Wood mag has a similar plan in the current issue. Wood's plan features a top, though.


----------



## tom1ryan (Jul 3, 2010)

Thanks, guys. Kenbo is correct -- it is a chapter in the book "Bookcases" by Nial Barrett.


----------



## Kenbo (Sep 16, 2008)

SWEET!!!!! What do I win?


----------



## timturner5441 (Jun 23, 2010)

*I've got some similar detailed plans like that*

Hey, 
I've also got some free plans and guides like that.
If you guys like the plan from above, you are probably going to like mine as well.

check it out at woodworkingelite.com/bonus

Cheers
Tim


----------



## cabinetman (Jul 5, 2007)

timturner5441 said:


> Hey,
> I've also got some free plans and guides like that.
> If you guys like the plan from above, you are probably going to like mine as well.
> 
> ...



Seems like all your posts consist of linking to that plan site.


----------



## timturner5441 (Jun 23, 2010)

*yes*

Yes it is, but it's not like I am trying to sell stuff.
These are just free plans that I thought everybody could enjoy.
You don't need to get the free plans if you are not comfortable with it.
Entirely up to you ^^

Cheers
Tim


----------



## mdntrdr (Dec 22, 2009)

''''


----------



## cabinetman (Jul 5, 2007)

timturner5441 said:


> Yes it is, but it's not like I am trying to sell stuff.
> These are just free plans that I thought everybody could enjoy.
> You don't need to get the free plans if you are not comfortable with it.
> Entirely up to you ^^
> ...



If the plans are "free" what's the need to give out an email address and a name. A "free" link is just that...no catches.


----------



## timturner5441 (Jun 23, 2010)

*Sorry*

You know what you are right!
It's quite spammy, I'll make sure I'll give out a link specific to the plan that is been asked.

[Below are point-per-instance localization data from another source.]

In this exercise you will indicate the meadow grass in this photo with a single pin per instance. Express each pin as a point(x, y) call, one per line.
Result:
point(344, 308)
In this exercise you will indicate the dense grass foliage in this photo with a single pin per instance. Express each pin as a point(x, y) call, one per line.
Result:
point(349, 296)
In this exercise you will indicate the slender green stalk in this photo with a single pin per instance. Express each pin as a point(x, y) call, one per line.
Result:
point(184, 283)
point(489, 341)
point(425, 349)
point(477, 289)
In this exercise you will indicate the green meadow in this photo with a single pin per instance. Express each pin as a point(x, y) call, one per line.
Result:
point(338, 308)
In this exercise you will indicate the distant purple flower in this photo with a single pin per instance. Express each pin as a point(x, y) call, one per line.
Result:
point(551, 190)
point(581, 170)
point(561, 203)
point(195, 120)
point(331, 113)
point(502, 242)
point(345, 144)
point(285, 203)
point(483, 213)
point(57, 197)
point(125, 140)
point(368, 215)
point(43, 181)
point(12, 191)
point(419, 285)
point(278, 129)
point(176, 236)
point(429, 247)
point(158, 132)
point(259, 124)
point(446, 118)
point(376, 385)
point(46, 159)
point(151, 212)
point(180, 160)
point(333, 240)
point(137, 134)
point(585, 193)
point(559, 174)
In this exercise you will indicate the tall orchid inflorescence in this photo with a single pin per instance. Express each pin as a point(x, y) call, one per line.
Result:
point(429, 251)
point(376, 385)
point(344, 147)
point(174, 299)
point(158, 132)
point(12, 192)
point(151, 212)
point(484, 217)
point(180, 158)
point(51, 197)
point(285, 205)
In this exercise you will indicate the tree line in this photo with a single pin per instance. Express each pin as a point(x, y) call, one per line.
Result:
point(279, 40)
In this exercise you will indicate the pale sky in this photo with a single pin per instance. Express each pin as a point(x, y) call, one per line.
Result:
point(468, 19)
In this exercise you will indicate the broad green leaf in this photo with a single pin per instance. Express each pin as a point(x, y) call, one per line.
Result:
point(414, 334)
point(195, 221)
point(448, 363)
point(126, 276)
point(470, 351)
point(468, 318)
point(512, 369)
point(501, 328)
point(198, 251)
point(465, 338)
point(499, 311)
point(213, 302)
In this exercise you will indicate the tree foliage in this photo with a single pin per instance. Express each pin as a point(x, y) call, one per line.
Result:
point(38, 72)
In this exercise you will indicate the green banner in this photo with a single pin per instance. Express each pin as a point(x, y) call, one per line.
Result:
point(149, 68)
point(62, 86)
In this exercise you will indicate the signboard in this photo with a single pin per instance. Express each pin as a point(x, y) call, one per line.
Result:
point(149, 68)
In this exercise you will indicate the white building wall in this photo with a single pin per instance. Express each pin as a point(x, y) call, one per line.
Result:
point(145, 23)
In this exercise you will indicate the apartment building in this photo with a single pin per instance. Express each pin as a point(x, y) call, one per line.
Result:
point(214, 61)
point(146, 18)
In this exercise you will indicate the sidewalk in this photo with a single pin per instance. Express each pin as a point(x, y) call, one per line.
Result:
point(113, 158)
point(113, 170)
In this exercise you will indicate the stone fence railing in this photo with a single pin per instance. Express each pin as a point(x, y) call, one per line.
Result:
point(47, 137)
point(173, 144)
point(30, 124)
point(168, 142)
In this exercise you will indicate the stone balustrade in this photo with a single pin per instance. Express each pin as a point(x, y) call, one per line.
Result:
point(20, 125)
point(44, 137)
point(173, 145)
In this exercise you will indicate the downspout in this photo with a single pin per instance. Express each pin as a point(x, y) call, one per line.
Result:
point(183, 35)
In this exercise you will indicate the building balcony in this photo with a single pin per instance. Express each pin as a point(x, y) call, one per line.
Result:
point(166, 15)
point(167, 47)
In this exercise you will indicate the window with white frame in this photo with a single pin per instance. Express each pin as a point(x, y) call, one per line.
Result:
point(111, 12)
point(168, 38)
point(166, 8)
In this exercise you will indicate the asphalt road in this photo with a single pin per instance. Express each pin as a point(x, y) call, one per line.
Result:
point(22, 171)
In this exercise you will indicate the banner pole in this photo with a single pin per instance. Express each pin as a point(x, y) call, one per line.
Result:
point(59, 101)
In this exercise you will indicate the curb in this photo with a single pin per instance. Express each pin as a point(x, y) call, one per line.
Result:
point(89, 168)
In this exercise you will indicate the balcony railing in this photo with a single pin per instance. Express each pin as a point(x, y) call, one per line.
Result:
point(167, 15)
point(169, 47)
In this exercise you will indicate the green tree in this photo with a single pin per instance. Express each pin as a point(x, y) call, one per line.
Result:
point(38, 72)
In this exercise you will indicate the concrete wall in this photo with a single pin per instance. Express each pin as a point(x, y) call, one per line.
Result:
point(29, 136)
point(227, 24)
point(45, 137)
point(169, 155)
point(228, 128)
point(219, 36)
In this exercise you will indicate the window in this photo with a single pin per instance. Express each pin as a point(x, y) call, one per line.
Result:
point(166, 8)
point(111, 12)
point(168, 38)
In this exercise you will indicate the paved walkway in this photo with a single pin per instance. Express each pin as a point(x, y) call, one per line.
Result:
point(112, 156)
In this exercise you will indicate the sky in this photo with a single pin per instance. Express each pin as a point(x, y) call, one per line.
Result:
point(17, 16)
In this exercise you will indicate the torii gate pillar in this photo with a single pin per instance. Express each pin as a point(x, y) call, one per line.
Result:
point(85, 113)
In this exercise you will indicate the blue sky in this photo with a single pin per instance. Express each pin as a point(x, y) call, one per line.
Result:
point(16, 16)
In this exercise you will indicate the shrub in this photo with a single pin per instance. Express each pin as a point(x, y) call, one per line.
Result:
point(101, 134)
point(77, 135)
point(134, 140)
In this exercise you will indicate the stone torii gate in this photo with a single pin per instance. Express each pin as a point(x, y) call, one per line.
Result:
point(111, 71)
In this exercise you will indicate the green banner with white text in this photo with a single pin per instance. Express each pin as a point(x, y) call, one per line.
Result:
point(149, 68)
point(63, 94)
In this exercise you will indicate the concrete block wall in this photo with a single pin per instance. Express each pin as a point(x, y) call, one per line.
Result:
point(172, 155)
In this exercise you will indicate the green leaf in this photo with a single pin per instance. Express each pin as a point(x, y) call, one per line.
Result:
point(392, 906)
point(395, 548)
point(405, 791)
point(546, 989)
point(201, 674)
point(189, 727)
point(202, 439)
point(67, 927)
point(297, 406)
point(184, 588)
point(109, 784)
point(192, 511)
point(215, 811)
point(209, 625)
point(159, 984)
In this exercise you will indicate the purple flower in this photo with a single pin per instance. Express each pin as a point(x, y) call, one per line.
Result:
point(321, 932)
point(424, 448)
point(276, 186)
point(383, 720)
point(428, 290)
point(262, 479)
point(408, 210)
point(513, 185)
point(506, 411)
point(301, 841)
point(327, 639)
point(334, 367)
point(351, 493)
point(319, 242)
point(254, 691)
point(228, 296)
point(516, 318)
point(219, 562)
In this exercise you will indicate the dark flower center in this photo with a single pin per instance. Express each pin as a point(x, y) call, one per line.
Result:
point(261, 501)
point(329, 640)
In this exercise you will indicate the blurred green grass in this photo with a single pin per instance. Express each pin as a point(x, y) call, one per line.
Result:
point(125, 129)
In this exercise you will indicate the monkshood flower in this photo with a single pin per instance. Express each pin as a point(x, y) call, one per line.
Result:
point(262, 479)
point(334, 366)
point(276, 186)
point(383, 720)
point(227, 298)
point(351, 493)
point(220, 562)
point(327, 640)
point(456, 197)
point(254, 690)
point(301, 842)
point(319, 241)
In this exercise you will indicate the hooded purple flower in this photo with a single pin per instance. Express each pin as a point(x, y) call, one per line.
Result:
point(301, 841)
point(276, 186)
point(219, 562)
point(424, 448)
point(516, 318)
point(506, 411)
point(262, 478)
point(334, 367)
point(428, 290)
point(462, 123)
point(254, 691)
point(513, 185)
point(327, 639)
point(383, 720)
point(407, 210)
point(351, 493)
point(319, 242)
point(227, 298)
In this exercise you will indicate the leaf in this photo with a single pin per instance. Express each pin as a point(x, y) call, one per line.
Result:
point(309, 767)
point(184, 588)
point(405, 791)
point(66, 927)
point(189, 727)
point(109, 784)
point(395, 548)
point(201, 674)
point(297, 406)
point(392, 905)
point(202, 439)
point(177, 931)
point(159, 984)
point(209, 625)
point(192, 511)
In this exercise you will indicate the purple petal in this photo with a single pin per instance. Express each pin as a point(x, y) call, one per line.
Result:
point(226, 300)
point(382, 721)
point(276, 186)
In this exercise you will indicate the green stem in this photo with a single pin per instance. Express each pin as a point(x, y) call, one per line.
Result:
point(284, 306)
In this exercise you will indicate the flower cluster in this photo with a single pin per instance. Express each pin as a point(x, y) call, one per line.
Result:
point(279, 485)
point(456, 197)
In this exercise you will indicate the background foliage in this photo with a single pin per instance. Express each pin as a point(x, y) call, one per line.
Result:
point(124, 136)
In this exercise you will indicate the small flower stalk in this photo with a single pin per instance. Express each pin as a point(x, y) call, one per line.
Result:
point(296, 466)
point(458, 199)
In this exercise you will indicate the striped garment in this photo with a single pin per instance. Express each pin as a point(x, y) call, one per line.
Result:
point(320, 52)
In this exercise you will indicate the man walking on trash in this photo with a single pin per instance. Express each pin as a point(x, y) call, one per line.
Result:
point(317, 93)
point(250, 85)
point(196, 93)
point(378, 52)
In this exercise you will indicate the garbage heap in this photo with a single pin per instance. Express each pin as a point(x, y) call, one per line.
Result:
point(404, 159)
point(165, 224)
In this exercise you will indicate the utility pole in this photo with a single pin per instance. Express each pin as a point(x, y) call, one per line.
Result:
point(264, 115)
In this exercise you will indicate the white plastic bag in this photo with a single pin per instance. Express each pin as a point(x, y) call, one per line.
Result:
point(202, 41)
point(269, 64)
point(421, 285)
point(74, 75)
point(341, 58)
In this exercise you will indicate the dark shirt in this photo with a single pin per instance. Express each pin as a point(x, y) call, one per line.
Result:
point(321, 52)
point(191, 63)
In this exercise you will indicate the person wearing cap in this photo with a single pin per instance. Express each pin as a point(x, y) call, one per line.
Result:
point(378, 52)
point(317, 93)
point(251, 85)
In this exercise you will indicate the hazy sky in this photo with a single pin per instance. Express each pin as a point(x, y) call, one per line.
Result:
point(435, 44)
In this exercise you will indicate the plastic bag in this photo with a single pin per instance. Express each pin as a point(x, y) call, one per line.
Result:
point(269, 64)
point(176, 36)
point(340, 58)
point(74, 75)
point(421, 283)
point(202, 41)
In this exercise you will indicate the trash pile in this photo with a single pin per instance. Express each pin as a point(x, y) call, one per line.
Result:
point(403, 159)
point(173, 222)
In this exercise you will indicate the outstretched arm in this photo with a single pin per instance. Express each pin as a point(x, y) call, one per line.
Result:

I just really wanted to participate and contribute to fellow woodworkers.

No harm

Regards
Tim


----------



## rrbrown (Feb 15, 2009)

timturner5441 said:


> You know what you are right!
> It's quite spammy, I'll make sure I'll give out a link specific to the plan that is been asked.
> 
> I just really wanted to participate and contribute to fellow woodworkers.
> ...


Spam comes in many forms, Yours ask for email address and although your plans may be free your trying to get traffic to that web site. Probably to get a higher ranking on search engines and god only knows what other reasons.


----------